EDIT: I have tested this again by using robocopy instead of Explorer. I'm using a different file but I'm still initiating the copy from a third workstation:
I did not observe the drastic slowdown about halfway through the file copy using robocopy, however, if you look at the transfer speed at the end, it is still well above the theoretical limit of gigabit Ethernet.
EDIT #2: Here's the same transfer viewed through Explorer. There's no slowdown with this file. The only difference is that this VHD is about half the size of the first one:
Consistent evidence from two different tools that the file copy speed is faster than what GigE should be able to provide, so I'm still not convinced that the transfer is going over the network. But I still have no idea why the bigger file in the beginning would suffer from the slowdown halfway through the transfer. Perhaps there are two many variables/factors in this experiment.

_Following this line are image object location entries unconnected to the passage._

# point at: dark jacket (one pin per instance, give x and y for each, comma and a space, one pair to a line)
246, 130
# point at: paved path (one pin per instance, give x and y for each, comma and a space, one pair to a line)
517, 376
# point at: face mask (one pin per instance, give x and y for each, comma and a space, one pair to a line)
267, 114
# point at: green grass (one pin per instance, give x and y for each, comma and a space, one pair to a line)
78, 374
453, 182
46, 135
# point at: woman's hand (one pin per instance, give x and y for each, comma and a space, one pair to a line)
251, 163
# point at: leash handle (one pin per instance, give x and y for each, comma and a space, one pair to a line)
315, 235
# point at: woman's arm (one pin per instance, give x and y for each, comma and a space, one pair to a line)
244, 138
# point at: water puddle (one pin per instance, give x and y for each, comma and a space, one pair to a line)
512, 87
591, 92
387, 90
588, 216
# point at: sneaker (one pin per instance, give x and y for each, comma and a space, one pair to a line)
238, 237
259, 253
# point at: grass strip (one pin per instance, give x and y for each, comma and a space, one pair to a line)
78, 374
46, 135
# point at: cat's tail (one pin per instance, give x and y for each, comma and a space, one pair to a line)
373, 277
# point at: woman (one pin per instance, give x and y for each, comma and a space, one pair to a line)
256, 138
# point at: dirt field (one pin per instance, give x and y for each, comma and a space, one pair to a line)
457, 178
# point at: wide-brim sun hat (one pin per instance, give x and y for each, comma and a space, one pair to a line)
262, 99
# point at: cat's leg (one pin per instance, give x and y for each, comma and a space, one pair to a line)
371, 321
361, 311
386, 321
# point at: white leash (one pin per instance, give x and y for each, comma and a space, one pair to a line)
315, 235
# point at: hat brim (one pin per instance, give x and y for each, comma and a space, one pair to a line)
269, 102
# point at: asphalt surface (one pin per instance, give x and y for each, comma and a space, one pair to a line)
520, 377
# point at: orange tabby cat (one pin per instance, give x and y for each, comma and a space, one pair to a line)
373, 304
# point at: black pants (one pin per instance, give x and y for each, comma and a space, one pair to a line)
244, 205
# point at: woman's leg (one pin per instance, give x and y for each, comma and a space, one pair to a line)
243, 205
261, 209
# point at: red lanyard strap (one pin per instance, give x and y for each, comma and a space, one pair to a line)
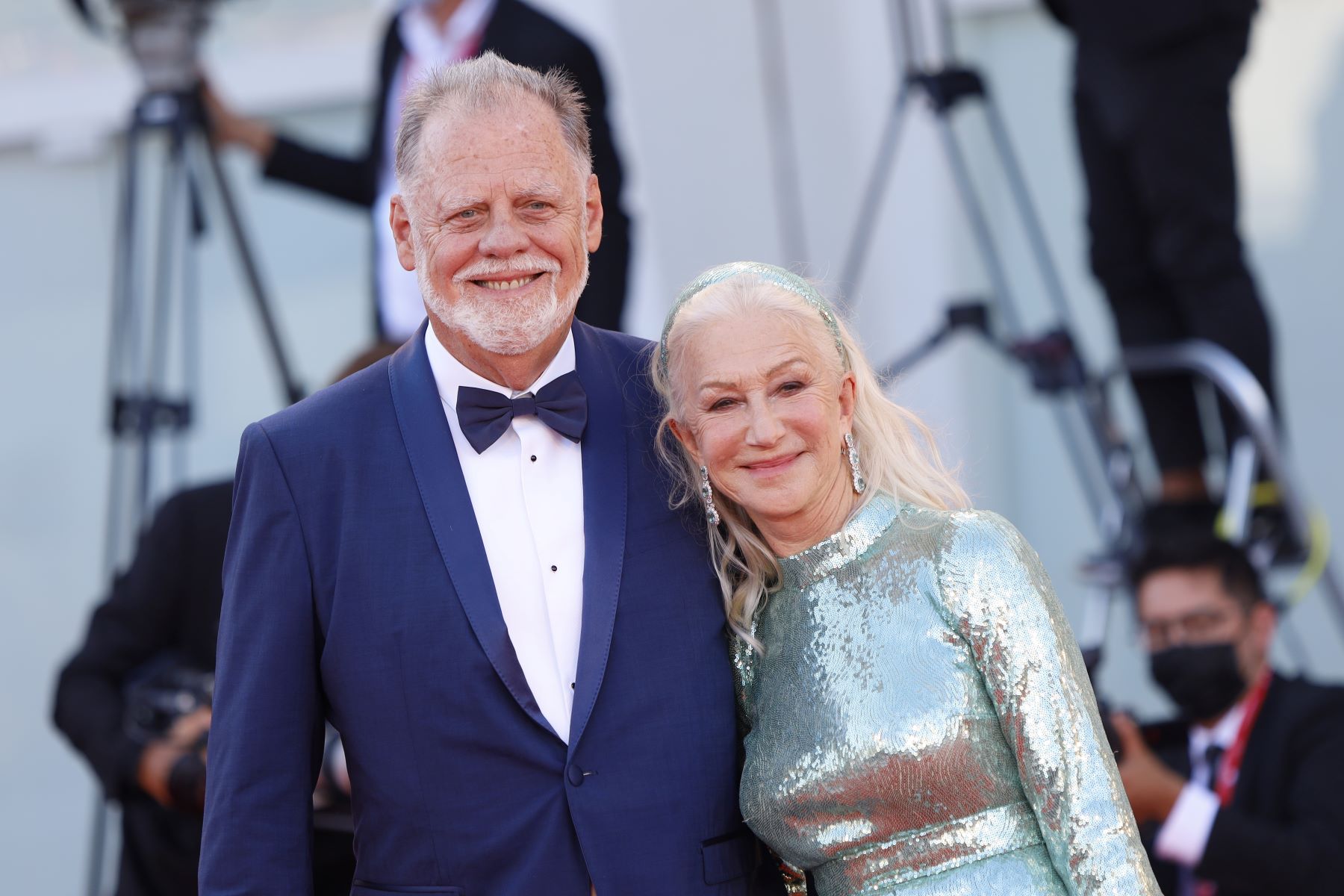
1231, 765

The transfer is going over the network. Assuming these desktops are all connected via Gigabit Ethernet, 60-70MB/s is a fairly typical speed for file transfers. The "third desktop" you mentioned doesn't know or care that the two shares are on the same physical box. All it knows is that it's copying from share A (the source RAID0) to share B (the destination RAID0) and that these are both network destinations.
The fix is simple: Use Remote Desktop to log in to the box with the RAID0 arrays and initiate the file copy that way.